Independent retailers are pinning their hopes on a sales uplift this weekend, as the eight-week relaxation of Sunday trading laws is at an end.
Ramesh Shingadia of Londis Southwater in Horsham, West Sussex, said that trade had been down on Sundays during the relaxation period. “There was definitely a downturn during the temporary relaxation. I’m looking forward to it going back to normal,” he said.
Sunder Sandher of Londis in Headington, Oxfordshire, was also hit hard by the change. “It used to be my best day of the week, but now the other stores are open, we’ve dropped 20% of our Sunday sales,” he said. “Hopefully, we can get this trade back after the relaxation.”
Speaking on BBC Breakfast, Norfolk retailer Nigel Dowdney, recounted how his Sunday sales had fallen by 20% and warned against a permanent relaxation.
“Extending opening hours only leads to people spending their spare money over a longer period, with no boost to the economy. We currently have a decent compromise which should be maintained,” he said.

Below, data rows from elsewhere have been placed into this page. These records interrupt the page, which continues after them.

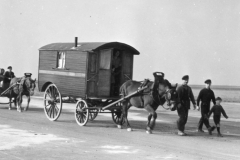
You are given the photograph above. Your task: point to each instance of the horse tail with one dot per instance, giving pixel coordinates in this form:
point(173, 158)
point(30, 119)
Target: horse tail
point(122, 92)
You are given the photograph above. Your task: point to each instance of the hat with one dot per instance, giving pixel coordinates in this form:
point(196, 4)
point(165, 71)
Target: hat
point(186, 77)
point(208, 81)
point(218, 99)
point(28, 74)
point(167, 83)
point(158, 74)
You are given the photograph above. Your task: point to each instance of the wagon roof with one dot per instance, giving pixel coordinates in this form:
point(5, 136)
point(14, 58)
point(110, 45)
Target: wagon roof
point(88, 46)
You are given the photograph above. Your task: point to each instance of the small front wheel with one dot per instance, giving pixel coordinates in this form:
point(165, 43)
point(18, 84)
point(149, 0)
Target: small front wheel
point(93, 114)
point(52, 102)
point(81, 113)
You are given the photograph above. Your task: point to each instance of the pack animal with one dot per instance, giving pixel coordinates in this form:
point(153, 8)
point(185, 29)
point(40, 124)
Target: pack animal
point(157, 93)
point(25, 86)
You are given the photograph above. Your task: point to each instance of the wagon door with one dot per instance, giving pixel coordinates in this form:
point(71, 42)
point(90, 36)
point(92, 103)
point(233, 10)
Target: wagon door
point(127, 66)
point(104, 75)
point(92, 74)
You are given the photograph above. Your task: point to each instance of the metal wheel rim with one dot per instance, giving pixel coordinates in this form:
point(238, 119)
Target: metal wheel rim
point(81, 114)
point(52, 102)
point(92, 116)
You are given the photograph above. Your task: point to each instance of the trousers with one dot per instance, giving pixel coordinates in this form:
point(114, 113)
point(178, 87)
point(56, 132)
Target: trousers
point(183, 116)
point(204, 117)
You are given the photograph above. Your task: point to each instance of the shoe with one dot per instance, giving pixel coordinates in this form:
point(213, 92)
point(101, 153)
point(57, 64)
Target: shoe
point(220, 135)
point(213, 128)
point(210, 130)
point(200, 130)
point(180, 133)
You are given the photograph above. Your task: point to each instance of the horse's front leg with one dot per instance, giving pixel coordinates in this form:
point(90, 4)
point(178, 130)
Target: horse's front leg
point(19, 101)
point(28, 101)
point(149, 119)
point(124, 116)
point(153, 115)
point(10, 100)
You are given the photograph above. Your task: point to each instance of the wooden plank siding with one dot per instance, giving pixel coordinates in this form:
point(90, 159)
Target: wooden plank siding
point(68, 86)
point(69, 82)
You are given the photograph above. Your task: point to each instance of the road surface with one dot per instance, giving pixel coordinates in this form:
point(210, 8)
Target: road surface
point(30, 135)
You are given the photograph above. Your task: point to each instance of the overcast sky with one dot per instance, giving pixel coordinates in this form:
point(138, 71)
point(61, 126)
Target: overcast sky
point(198, 38)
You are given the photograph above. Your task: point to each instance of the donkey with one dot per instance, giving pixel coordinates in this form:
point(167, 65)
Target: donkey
point(157, 93)
point(25, 86)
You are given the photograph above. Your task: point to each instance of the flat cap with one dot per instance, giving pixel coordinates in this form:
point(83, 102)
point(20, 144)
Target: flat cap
point(158, 74)
point(27, 74)
point(167, 83)
point(208, 81)
point(218, 98)
point(186, 77)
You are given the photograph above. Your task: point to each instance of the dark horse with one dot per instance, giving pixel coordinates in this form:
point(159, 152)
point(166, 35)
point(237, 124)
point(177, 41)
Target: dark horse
point(148, 99)
point(25, 86)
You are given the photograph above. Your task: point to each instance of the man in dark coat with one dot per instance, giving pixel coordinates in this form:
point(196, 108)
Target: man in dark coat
point(185, 95)
point(8, 75)
point(206, 95)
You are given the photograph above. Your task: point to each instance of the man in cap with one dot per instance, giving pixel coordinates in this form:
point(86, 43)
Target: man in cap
point(185, 95)
point(206, 95)
point(8, 75)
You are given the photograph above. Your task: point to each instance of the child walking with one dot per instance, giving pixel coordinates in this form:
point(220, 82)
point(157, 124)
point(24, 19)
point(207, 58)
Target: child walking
point(217, 110)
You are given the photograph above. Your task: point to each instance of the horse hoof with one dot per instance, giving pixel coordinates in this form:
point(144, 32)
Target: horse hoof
point(149, 132)
point(119, 126)
point(129, 129)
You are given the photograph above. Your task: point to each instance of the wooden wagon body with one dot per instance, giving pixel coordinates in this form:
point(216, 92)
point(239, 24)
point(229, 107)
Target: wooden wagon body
point(84, 69)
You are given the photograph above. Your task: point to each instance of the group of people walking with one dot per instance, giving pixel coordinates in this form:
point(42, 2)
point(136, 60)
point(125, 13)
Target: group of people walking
point(206, 95)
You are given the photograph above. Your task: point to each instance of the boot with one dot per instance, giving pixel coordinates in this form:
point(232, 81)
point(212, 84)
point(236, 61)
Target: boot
point(210, 130)
point(213, 128)
point(220, 135)
point(200, 131)
point(180, 133)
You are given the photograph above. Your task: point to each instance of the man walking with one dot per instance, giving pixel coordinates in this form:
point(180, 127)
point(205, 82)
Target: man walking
point(206, 95)
point(8, 75)
point(185, 96)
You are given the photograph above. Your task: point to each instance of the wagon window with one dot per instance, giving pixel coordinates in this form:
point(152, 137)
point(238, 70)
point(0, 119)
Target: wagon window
point(61, 60)
point(105, 59)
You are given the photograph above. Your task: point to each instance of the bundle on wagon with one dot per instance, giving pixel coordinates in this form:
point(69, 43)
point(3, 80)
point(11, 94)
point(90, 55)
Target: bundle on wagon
point(90, 73)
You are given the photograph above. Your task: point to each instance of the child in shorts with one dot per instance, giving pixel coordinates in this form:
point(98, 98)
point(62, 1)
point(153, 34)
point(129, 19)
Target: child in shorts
point(217, 110)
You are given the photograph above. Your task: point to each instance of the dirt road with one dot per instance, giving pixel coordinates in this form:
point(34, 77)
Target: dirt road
point(30, 135)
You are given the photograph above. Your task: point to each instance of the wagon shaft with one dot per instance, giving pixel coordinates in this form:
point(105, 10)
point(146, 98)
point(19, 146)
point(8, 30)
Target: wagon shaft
point(122, 99)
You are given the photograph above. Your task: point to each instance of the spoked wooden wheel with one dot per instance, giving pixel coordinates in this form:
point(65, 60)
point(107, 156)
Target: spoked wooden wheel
point(52, 102)
point(81, 113)
point(93, 114)
point(117, 114)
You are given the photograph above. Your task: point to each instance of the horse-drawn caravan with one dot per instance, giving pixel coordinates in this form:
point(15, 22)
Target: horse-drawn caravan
point(92, 72)
point(16, 89)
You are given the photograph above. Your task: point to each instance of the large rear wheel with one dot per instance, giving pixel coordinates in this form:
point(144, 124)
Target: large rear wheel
point(93, 114)
point(81, 113)
point(117, 114)
point(52, 102)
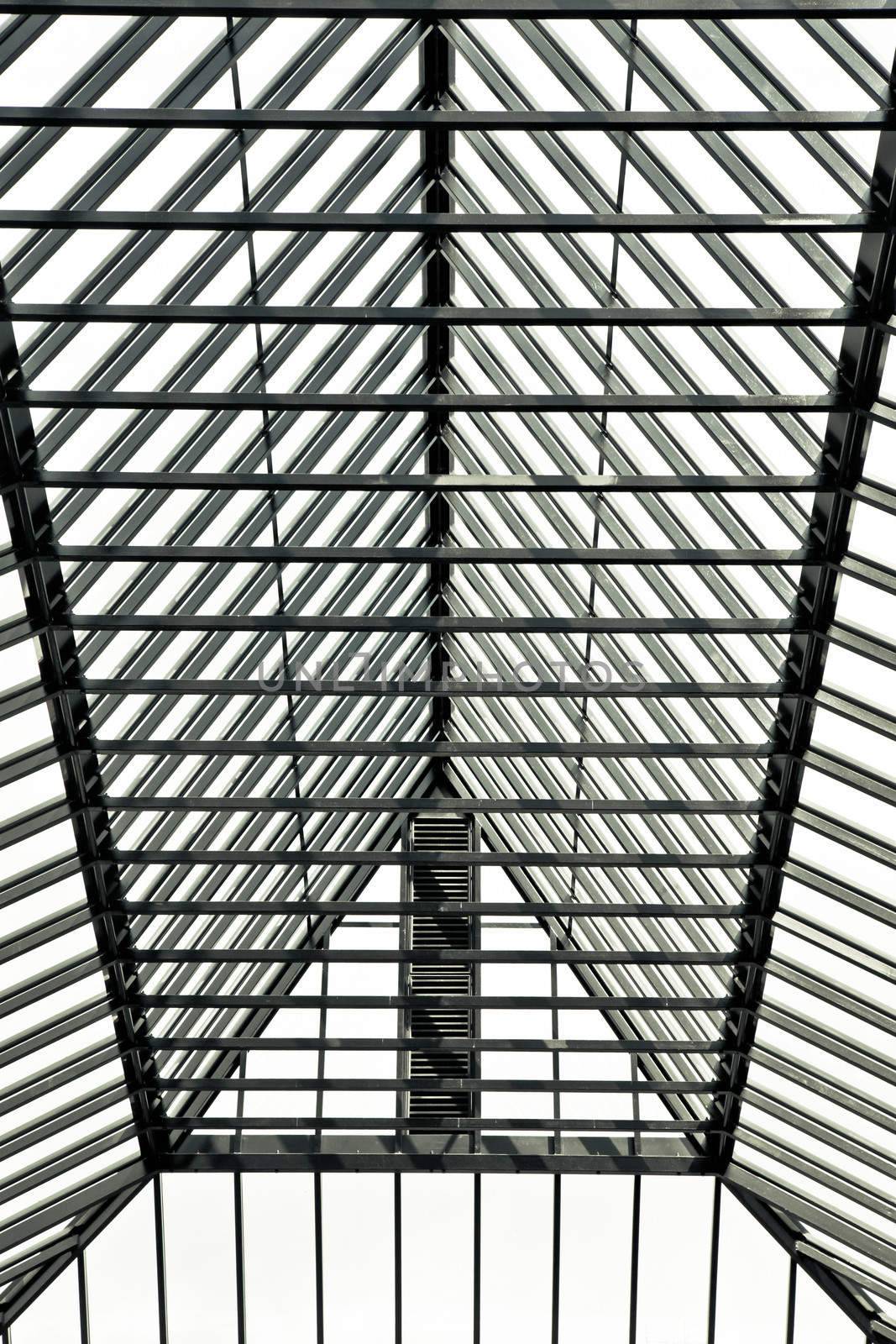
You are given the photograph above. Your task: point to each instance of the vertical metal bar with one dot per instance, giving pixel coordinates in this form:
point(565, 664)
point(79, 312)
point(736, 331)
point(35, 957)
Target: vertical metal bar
point(266, 432)
point(160, 1261)
point(318, 1257)
point(83, 1310)
point(49, 608)
point(437, 73)
point(477, 1260)
point(841, 463)
point(636, 1257)
point(555, 1261)
point(792, 1301)
point(476, 1016)
point(607, 367)
point(714, 1263)
point(398, 1257)
point(238, 1213)
point(239, 1258)
point(636, 1104)
point(322, 1032)
point(402, 1099)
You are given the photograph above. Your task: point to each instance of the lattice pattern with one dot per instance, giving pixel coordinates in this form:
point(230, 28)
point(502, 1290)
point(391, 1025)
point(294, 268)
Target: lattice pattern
point(520, 449)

His comments came after Communities and Local Government Minister Eric Pickles said he would examine the sales figures, despite the government’s repeated insistence that the eight-week period was “not a test case for permanent relaxation”.
The temporary relaxation proved to be of no benefit to the economy, with the latest BRC-KPMG retail sales monitor showing a 0.4% downturn in UK like-for-like sales, despite hot weather and the Olympics.
Association of Convenience Stores (ACS) chief executive James Lowman said the figures demonstrated the suspension had no impact on sales overall. “ACS has consistently argued that the temporary suspension of the rules was unnecessary and these figures show that permanent changes are without merit,” he said.
“There is no economic or social case for a permanent relaxation of Sunday trading rules - it will damage local shops, and the consumers have shown they don’t want it,” added Federation of Wholesale Distributors chief executive James Bielby.